Investigations
Why The Bulgarian Web- Hosting firm, SiteGround Has Exited Kenyan Market.
“Due to new local regulations (mostly tax-related), we have recently stopped offering new sign-ups for a number of countries and Kenya is one of them,” That was the response to a Kenyan web designer, who had unsuccessfully sought to sign up an account for a client, via Twitter.
“Complying with said regulations would be expensive for us, making offering our product there not feasible for us.”
The Sofia-based firm — with data hubs in the US, the UK, Germany, the Netherlands, Singapore and Australia — offers free to low-cost hosting services such as domain listing, enterprise solutions and email hosting. SiteGround hosts for websites such as WordPress and Joomla which is popular with Kenyan micro-enterprises.
Seems introduction of Digital Service Tax in January 2 at the rate of 1.5 per cent of the value of goods or services supplied and sold online contributed to their exit from the Kenyan market.
The Kenyan government implemented taxes on Internet businesses and entrepreneurs in January, 2021 with an aim to bring up to 1,000 companies and individuals under its tax bracket which, it claims, could generate up to $45 million (Ksh 5 billion) in revenue by June 2021.
The Kenya Revenue Authority (KRA) publicised Digital Services Tax in 2020, following the Finance Act 2019. Businesses and Individuals would pay a 1.5% fee on the value of goods and services sold or offered online.

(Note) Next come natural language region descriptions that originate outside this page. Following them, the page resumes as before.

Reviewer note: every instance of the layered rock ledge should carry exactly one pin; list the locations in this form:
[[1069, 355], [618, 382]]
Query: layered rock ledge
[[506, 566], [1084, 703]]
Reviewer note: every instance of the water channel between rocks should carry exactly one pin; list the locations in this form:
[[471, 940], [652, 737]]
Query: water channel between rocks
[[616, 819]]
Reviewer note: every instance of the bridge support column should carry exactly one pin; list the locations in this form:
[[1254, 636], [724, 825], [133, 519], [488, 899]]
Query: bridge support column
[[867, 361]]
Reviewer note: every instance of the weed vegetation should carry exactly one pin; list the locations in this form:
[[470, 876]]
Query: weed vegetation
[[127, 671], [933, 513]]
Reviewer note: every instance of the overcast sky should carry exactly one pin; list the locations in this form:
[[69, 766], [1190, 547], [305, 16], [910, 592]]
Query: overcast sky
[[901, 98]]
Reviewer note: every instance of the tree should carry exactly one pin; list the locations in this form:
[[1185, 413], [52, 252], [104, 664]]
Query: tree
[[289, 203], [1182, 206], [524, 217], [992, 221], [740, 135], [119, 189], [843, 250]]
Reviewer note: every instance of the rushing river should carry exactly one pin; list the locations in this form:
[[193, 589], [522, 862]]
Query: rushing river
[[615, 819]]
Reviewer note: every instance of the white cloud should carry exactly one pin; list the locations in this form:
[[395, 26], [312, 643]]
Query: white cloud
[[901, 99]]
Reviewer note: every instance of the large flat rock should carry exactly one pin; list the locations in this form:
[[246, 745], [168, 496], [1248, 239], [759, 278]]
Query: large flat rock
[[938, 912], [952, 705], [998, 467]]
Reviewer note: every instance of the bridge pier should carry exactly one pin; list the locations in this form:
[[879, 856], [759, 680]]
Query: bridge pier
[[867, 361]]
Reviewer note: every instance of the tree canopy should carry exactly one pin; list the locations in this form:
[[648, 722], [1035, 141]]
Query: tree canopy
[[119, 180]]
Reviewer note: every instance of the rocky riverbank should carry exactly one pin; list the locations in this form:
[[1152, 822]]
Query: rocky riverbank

Some of these services include e-books, movies, music, games, theatre and event tickets, news platforms, magazines and other digital content.
The COVID-19 induced disruption and has moved several businesses online, and the KRA expects this to work in its favour in 2021 as many business have resorted to online service delivery as demand for it have since been on the rise.
Exit of foreign investors from the Kenyan market has been on the rise over exploitation by the taxman – KRA by overtaxing goods and services even surpassing the the value of their original value. Apparently in the public dormain is the taxation stand off between taxman KRA and USaid in the port of Mombasa where the taxman imposed taxation on ARVs of which is an aid to HIV/AIDS patients in the country.
Never ever before have USaid been taxed when importing these ARVs into the country and what turned out to have brewed the war is when the corrupt KEMSA in conjuction with MoH wanted to takeover distribution of these drugs instead of USaid doing so as they’ve always done before. And when Kenyans on social media realised the stand off – it went all blazing. HIV/AIDS patients decided to express their oppression to the street — calling out the government to release the drugs as hospitals were out of stock and they were missing out their prescriptions tempering with their system – immunity- Viral load —KEMSA instead flagged off expired toxic ARVs to them through county governments, a heartbreaking move that was exposed and led to the whole KEMSA board get suspended from office recently by the President.
As much as KRA is implementing its programme thinking they’re being innovative, they’re killing business and they might be left with a handful to tax and will revoke more pins for individuals and business not filing their annual returns.
Only India, Italy, France, the UK, Mexico, Hungary, Austria, Czech Republic, Turkey, Belgium and Spain are in the process of implementing the process. These aren’t even Kenya’s peers in terms of Economy. Kenya is the only African country to have implemented the Digital Tax Service and its unfortunate that through this, investors are leaving the market rendering many jobless out of selfishness of the authority.